Like beg on the corners and starve in the street? Trying to figure out how the basics of capitalism where labor is exchanged for money is not going to work well when the only jobs left are side gigs. Something will have to change and a lot of People will fight said change.

We will come up with new jobs, like we have for all of human history. I think even in an abundance utopia people will still work - we need purpose to sustain our existence.

The work will become even more fulfilling however.

  • Throughout human history that didn’t happen fast enough to avoid an astonishing amount of human misery. Nobody’s worried about the future of work. They’re worried about the people that rely on tech jobs for food, mortgage/rent, cancer treatments, elder care, retirement, et al. Look at what happened to the rust belt, coal country, etc. etc. etc.
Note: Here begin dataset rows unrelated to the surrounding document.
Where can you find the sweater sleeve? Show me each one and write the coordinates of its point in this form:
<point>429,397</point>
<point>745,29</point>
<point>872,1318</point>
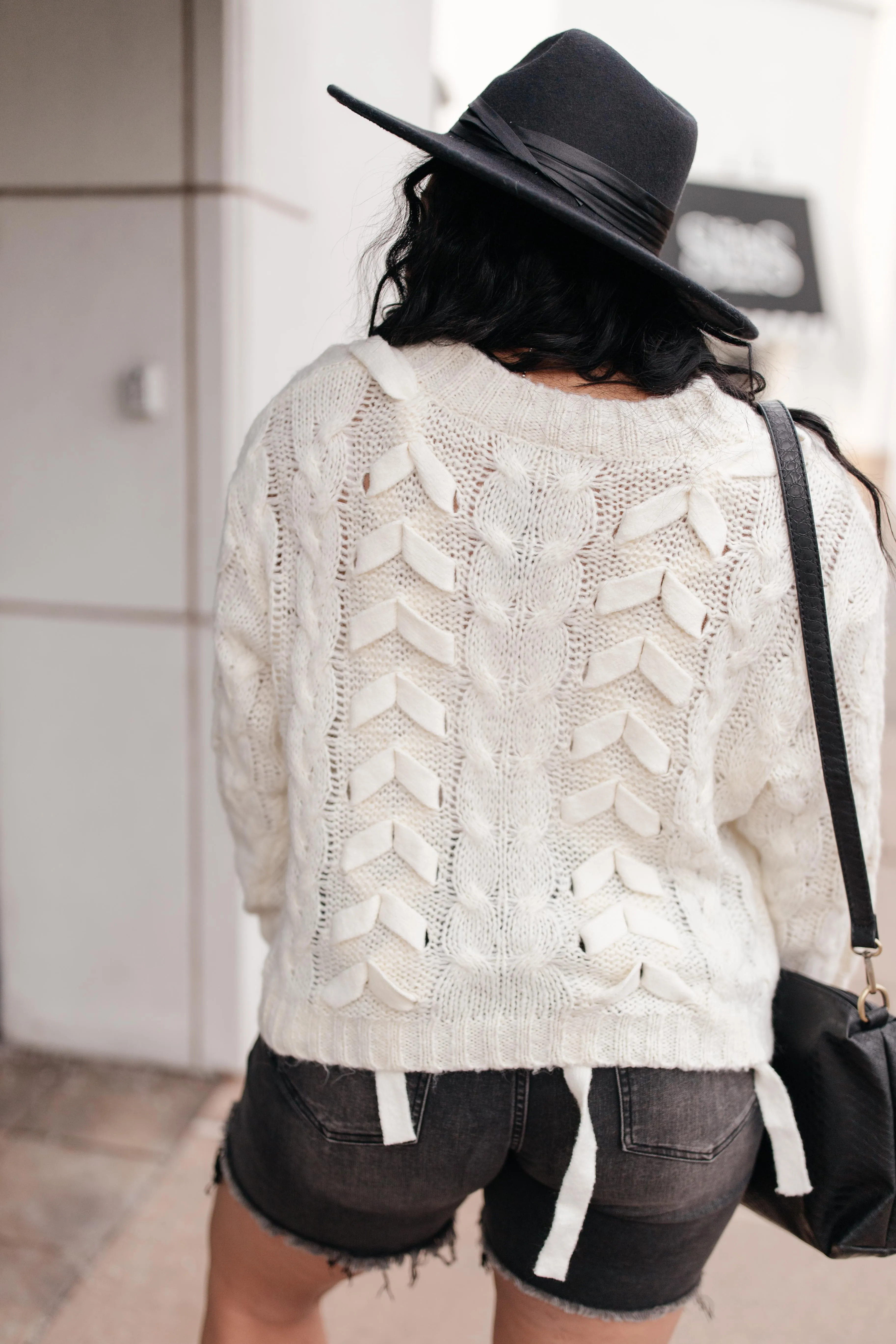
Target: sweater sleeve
<point>789,822</point>
<point>252,769</point>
    • I agree with you, IMO largely this is an affordability crisis though, which is fuelled by inflation. I don't really offer many solutions besides eliminating inflation. I apologise if that is insufficient (it is).

      1 reply →

I’ve thought about this myself. Couple of points:

1) It’s not my job to fix all the problems of Capitalism. It’s painful to try to fight the system without collective action. My family and I have to eat too.

2) We have had a solution all along for the particular problem of AI putting devs out of work. It’s called professional licensure, and you can see it in action in engineering and medical fields. Professional Software Engineers would assume a certain amount of liability and responsibility for the software they develop. That’s regardless of whether they develop it with LLM tools or something else.

For example, you let your tools write slop that you ship without even looking? And it goes on to wreak havoc? That’s professional malpractice. Bad engineer.

If we do this then Software Engineers become the responsible humans in the loop of so-called “AI” systems.

  • It’s not your job to fix capitalism. But it is your job to evaluate if your money making skill comes at too high a price for others.

    Say you found a job shooting people in the head for money. Like if you work for ICE or something…

    You need to feed your family. Is this job ok? You may decide yes. I decided no. I will find another way to feed my family.

    You don’t get to escape consequences because you are a small cog in a large system.

    In the bigger picture, automation should free people from labor. But that requires some very greedy people to relax their grip ever so slightly. I imagine they see automation as a way to reduce reliance on labor, and if they don’t need labor, they don’t need people. So let them starve and stop having kids.

    • > But it is your job to evaluate if your money making skill comes at too high a price for others.

      It’s not even the money-making skill: it’s the application of it. People that are good at shooting people can be beneficial to society as protectors or they can be the the business end of systemic oppression. People with software development skills don’t have to help optimize the motor in the brand-new shiny capitalism juicer.